Part 9: The cross-validation loop¶

Now we put it together. The CV loop trains a fresh CatBoost model on each fold and evaluates it on the held-out year. We track the deviance across folds to get a mean and variance.

Create a new cell:

cv_deviances = []

for fold_idx, (train_idx, val_idx) in enumerate(folds):
    df_train = df_pd.iloc[train_idx]
    df_val   = df_pd.iloc[val_idx]

    X_train = df_train[FEATURES]
    y_train = df_train[FREQ_TARGET].values
    w_train = df_train[EXPOSURE_COL].values

    X_val = df_val[FEATURES]
    y_val = df_val[FREQ_TARGET].values
    w_val = df_val[EXPOSURE_COL].values

    train_pool = Pool(X_train, y_train, baseline=np.log(w_train), cat_features=CAT_FEATURES)
    val_pool   = Pool(X_val,   y_val,   baseline=np.log(w_val),   cat_features=CAT_FEATURES)

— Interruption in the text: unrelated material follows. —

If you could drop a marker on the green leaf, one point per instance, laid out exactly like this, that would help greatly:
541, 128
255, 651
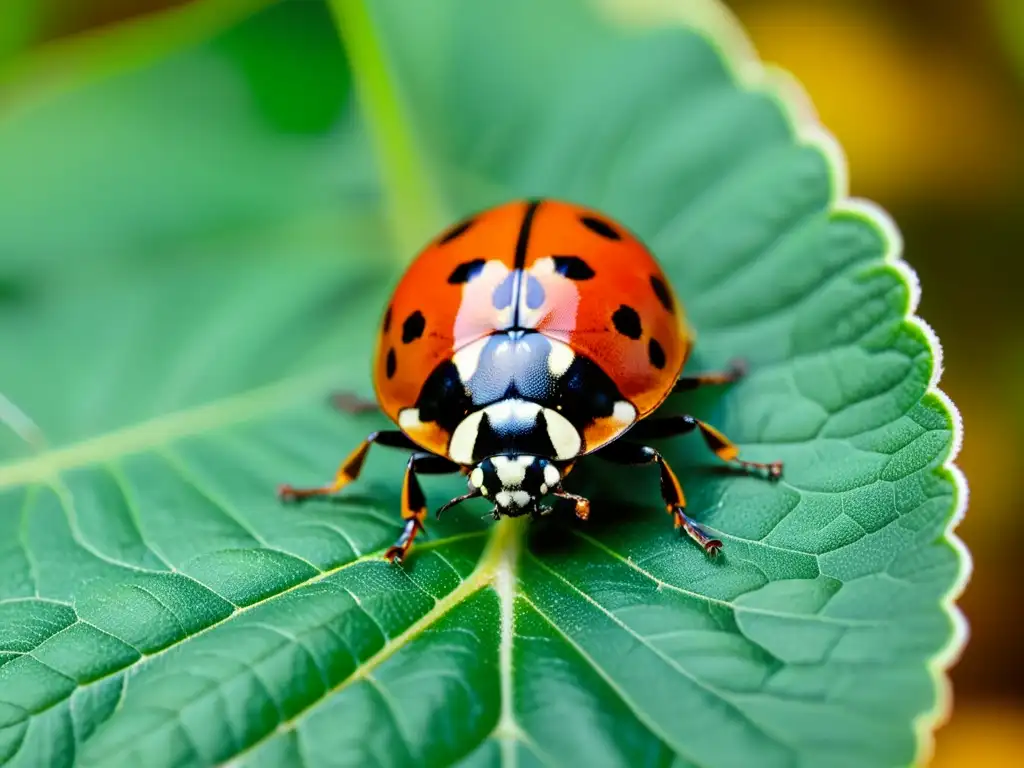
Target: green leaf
184, 278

    model = CatBoostRegressor(
        iterations=500,
        learning_rate=0.05,
        depth=6,
        loss_function="Poisson",
        eval_metric="Poisson",
        random_seed=42,
        verbose=0,     # 0 means no training progress output per fold
    )
    model.fit(train_pool, eval_set=val_pool)

    y_pred = model.predict(val_pool)
    fold_dev = poisson_deviance(y_val, y_pred, w_val)
    cv_deviances.append(fold_dev)

    val_year = sorted(df_pd.iloc[val_idx]["accident_year"].unique().tolist())
    print(f"Fold {fold_idx+1} (validate {val_year}): Poisson deviance = {fold_dev:.4f}")

print(f"\nMean CV deviance: {np.mean(cv_deviances):.4f}")
print(f"Std CV deviance:  {np.std(cv_deviances):.4f}")

Run this cell. It trains three CatBoost models. On Free Edition this takes 2-4 minutes. The output should look like:

Fold 1 (validate [2022]): Poisson deviance = 0.1923
Fold 2 (validate [2023]): Poisson deviance = 0.1887
Fold 3 (validate [2024]): Poisson deviance = 0.1841

Mean CV deviance: 0.1884
Std CV deviance:  0.0034

The exact numbers will vary slightly. What you are looking for is that the three folds produce similar deviances - if one fold is substantially worse than the others, it may indicate a data quality issue in that year or a genuine model instability.

A note on what the standard deviation means: Three folds gives a crude estimate of variance, not a proper confidence interval. Do not report a confidence interval computed from three folds as if it is statistically rigorous. What you can say is: "CV deviance across three temporal folds ranged from X to Y, with a mean of Z."

What verbose=0 does: By default, CatBoost prints training progress on every iteration. On 500 iterations across three folds, that is 1,500 lines of output. Setting verbose=0 suppresses this. If you want to see progress (useful when debugging), change it to verbose=100 to print every 100 iterations.